Forum Discussion
Hello kleake!
The Unattended Access was designed for supporting machines while the customer is afk, and when the technician left the computer, we has to notify the end user about the unattended access. This is the business use case. If the notification can be switched off, than the scammers/unwanted technicians could reach the target machine without any warning. This is a kind of security concern, to not let the notification disappeared.
Can you reach your wallboard machines via LAN or VPN? Because if you know the target machine's host name and admin credentials, you can reach them with Connect On Lan applet too. That applet would not leave any notification, just the technician and the wallboard machine have to be in the same network.

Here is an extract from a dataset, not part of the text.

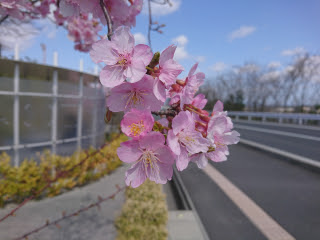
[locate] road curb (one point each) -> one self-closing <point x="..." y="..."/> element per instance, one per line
<point x="296" y="158"/>
<point x="187" y="202"/>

Yes, these machines are on the same network, but mostly different subnet. We do know the target machines host name, but these users do not have admin rights to them. The machines are logged in with a local user account only and with our previous tool, I can give access for those users to remote and make the updates they need. If I try the "connect on lan" option, most of these machines do not show up in the list. The ones that do, only some can I get it to connect. The ones that do not show up, I can type the address and it will see it, but it fails to connect.
- sv57 years agoGoTo Contributor
If all of the requirements are set from the rescue_tech_console_userguide.pdf on page 30-31, then the Rescue Tech Console should discover all of the network devices in the Connect on Lan list that you can find in the actual PC's Windows Network's list.
If you see more computers in the Windows Network's list, than in the Connect On LAN's list, probably some of the computers doesn't have the proper presettings regarding the COL. Usually the Remote Registry service is disabled.